Et cette  mission ils la remplissent « gratuitement » : Jésus nous dit de ne rien emporter avec nous. Là est tout le symbole de la grâce qui doit nous animer. Avez-vous déjà vu qu’on achète la grâce : elle est le don par excellence, tant pour celui qui la donne que pour celui qui la reçoit ! Cela est d’autant plus important à souligner à notre époque où la gratuité semble diminuer dans les relations interpersonnelles et où tout se vend ou s’achète. Et qu’avons-nous à proposer au monde ? Un Dieu, qui pour être notre ami ne demande rien, si ce n’est d’être accueilli. Car en quoi consiste le message que nous voulons communiquer au monde ?

Ça c’est une question que nous devons parfois nous poser, car elle nous oblige à préciser ce qui est le plus important pour nous. Ce que nous devons annoncer c’est l’Évangile, l’Évangile qui est destiné à tous, aux pauvres bien sûr en priorité, mais à tous. Car tous ont leur pauvreté qu’ils ne veulent ou ne peuvent pas souvent reconnaître. L’Évangile qui doit nous animer du dedans, qui doit nous faire vivre. Mais aussi, et peut-être surtout, l’Évangile qui doit nous pousser à aller vers les autres. Tout cela nous invite à ne pas rester enfermés en ghettos, en petits cercles où tout ronronne ( Karl Barth disait que si l’Église  n’a d’autre but que son propre service, elle porte en elle les stigmates de la mort). Tout nous invite à ne pas avoir peur d’aller à contre courant ; même si parfois il faut beaucoup de courage et de patience. Rappelez-vous ce leitmotiv que lançait Jean Paul II « N’ayez pas peur ! ». On va chercher parfois très loin le martyre : on oublie trop souvent qu’il est  là, dans la perte de sa vie pour annoncer l’évangile, pour se consacrer aux pauvres, aux oubliés, à sa famille et à tant d’autres pour l’amour de Dieu.

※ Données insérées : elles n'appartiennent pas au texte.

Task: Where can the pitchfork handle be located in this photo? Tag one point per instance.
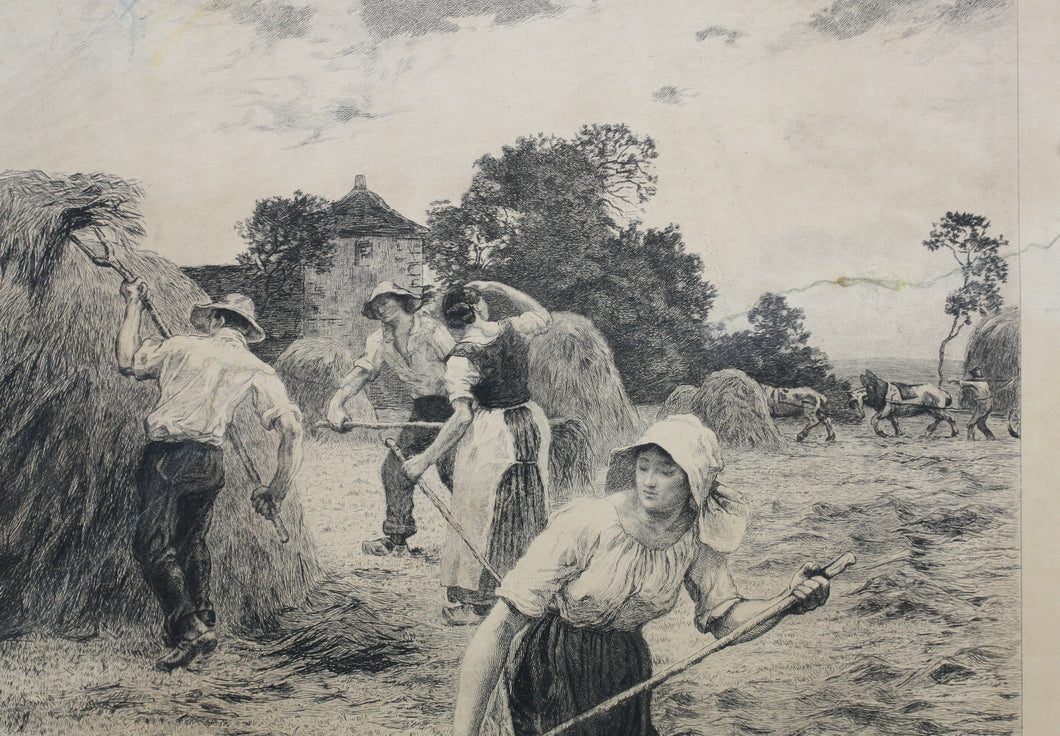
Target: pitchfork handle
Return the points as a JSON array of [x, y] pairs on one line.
[[443, 509], [833, 568]]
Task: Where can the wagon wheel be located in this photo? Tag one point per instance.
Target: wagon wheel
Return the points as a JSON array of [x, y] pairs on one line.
[[1013, 422]]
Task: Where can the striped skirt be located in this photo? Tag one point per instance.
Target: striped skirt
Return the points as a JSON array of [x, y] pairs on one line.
[[559, 671]]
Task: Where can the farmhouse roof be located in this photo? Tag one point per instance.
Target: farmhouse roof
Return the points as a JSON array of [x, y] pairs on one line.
[[363, 212]]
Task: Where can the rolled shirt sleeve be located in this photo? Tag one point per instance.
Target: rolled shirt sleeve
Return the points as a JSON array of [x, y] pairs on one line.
[[558, 555], [710, 584], [371, 360], [147, 360], [530, 323], [460, 375], [271, 400]]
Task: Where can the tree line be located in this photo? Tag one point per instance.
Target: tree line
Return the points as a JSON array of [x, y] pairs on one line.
[[554, 217]]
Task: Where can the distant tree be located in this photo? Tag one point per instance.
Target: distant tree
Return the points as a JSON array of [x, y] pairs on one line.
[[982, 270], [284, 235], [552, 216], [776, 350]]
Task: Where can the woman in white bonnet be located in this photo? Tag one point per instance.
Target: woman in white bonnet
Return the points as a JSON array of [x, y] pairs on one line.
[[601, 570]]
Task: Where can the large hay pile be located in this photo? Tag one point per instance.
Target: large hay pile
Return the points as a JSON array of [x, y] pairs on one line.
[[994, 349], [312, 369], [572, 373], [72, 427], [736, 407]]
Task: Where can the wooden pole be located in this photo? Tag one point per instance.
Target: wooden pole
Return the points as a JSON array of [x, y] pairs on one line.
[[444, 510], [105, 262]]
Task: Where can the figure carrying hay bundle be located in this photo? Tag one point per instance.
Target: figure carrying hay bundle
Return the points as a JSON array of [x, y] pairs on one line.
[[501, 437], [202, 379], [975, 392], [416, 346]]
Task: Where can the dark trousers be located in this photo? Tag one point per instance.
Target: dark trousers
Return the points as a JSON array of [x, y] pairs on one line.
[[178, 483], [399, 524]]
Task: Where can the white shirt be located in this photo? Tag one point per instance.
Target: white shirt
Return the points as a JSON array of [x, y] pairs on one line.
[[460, 374], [594, 573], [428, 345], [202, 380]]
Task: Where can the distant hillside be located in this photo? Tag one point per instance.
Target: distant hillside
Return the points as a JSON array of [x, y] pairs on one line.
[[904, 369]]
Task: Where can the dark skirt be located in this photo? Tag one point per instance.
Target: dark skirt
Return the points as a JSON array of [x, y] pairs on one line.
[[560, 671], [518, 509]]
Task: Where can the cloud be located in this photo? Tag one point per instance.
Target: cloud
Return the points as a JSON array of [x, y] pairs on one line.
[[730, 35], [669, 94], [386, 18], [850, 18], [272, 20]]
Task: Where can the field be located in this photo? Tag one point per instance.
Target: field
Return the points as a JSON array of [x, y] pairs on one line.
[[920, 636]]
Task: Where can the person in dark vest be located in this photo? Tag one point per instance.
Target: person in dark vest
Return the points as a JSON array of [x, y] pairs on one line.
[[202, 379], [566, 633], [501, 436], [975, 392], [414, 346]]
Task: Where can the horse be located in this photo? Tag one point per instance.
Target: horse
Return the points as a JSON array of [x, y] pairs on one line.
[[792, 402], [891, 400]]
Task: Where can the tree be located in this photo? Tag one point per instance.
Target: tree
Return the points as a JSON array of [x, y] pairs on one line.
[[284, 235], [776, 350], [553, 217], [982, 270]]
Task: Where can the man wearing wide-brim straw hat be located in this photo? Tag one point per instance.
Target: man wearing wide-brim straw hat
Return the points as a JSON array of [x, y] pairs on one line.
[[416, 347], [202, 379]]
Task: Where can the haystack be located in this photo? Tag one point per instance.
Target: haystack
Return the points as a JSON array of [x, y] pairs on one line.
[[312, 369], [994, 349], [736, 407], [572, 373], [679, 401], [73, 427]]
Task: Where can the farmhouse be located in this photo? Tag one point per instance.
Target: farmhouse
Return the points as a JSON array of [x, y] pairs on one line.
[[373, 243]]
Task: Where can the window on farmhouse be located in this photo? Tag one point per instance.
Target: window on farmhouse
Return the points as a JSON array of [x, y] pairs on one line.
[[361, 252]]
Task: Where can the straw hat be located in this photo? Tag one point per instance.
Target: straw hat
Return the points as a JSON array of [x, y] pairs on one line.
[[236, 303], [391, 288]]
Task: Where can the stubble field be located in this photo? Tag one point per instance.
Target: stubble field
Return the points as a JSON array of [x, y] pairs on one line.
[[920, 636]]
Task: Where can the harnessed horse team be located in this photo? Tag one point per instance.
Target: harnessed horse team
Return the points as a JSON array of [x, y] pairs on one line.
[[891, 400]]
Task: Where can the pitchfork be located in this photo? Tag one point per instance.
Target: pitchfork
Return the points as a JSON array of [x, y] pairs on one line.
[[107, 261]]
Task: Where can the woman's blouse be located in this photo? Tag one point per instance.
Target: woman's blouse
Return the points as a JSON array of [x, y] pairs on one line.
[[494, 371], [589, 571]]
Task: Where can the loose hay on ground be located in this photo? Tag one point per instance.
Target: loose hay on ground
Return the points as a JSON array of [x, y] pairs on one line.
[[73, 432]]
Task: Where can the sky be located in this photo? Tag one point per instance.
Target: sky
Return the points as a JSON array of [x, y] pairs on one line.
[[802, 143]]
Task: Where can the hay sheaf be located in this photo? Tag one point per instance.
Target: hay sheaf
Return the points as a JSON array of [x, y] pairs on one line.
[[994, 349], [679, 401], [572, 373], [73, 426], [312, 369], [736, 407]]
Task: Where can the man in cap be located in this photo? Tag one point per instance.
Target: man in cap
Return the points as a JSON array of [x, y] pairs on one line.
[[976, 392], [416, 347], [202, 379]]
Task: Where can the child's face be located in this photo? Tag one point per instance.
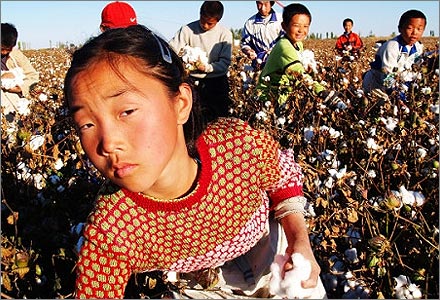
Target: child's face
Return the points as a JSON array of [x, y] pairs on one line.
[[348, 26], [413, 30], [207, 23], [298, 28], [133, 136], [264, 8]]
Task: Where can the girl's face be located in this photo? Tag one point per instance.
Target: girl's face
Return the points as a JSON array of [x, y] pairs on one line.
[[207, 23], [413, 30], [298, 28], [348, 26], [131, 129], [264, 8]]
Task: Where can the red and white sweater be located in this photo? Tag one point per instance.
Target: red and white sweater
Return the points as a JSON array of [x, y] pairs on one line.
[[243, 174]]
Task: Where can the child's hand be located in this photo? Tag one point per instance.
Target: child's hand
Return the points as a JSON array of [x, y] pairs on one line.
[[8, 75], [201, 66]]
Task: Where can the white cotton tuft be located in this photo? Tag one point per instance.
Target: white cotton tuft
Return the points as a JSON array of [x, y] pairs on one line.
[[290, 286]]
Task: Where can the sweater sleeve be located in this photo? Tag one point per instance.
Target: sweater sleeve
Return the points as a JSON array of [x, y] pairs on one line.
[[282, 176], [220, 65]]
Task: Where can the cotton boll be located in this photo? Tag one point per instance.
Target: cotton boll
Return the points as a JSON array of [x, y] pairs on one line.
[[275, 280], [292, 279], [290, 286]]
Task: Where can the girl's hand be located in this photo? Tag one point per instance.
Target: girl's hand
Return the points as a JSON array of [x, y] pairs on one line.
[[312, 281], [298, 242]]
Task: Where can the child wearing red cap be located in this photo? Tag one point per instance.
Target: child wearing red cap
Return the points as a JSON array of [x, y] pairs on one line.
[[117, 15]]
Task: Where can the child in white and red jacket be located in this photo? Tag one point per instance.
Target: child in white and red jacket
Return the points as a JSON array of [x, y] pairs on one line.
[[395, 57]]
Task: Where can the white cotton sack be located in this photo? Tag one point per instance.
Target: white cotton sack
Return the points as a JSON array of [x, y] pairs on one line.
[[290, 286]]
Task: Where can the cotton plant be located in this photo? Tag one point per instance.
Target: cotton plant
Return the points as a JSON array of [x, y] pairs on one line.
[[404, 289], [307, 59]]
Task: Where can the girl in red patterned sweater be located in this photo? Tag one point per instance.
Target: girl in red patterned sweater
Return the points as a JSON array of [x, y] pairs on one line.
[[180, 196]]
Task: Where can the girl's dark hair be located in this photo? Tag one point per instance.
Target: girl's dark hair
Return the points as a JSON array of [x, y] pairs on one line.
[[212, 9], [410, 14], [157, 59], [9, 35], [295, 9]]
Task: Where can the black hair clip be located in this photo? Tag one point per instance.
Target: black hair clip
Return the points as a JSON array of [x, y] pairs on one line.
[[166, 57]]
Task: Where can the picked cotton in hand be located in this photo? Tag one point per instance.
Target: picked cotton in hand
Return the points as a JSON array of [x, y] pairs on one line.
[[290, 286], [193, 56]]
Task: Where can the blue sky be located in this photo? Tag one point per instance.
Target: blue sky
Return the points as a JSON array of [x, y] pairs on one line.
[[39, 22]]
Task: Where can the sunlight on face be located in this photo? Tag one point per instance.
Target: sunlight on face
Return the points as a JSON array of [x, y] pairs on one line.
[[129, 127], [413, 31], [207, 23], [298, 28]]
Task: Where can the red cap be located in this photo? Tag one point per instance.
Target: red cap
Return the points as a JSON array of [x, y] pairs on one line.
[[118, 14]]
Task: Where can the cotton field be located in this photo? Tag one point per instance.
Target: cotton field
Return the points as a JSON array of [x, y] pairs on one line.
[[370, 164]]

Alors ce matin et toute cette semaine, réjouissons-nous. Pourquoi ? Parce que nos noms sont inscrits dans les cieux ; nos noms à chacun de nous que Dieu connaît personnellement. Et que cela soit pour nous la source d’une paix profonde ; celle-là même que Dieu nous donne parce que nous le laissons  entrer dans la maison de nos cœurs.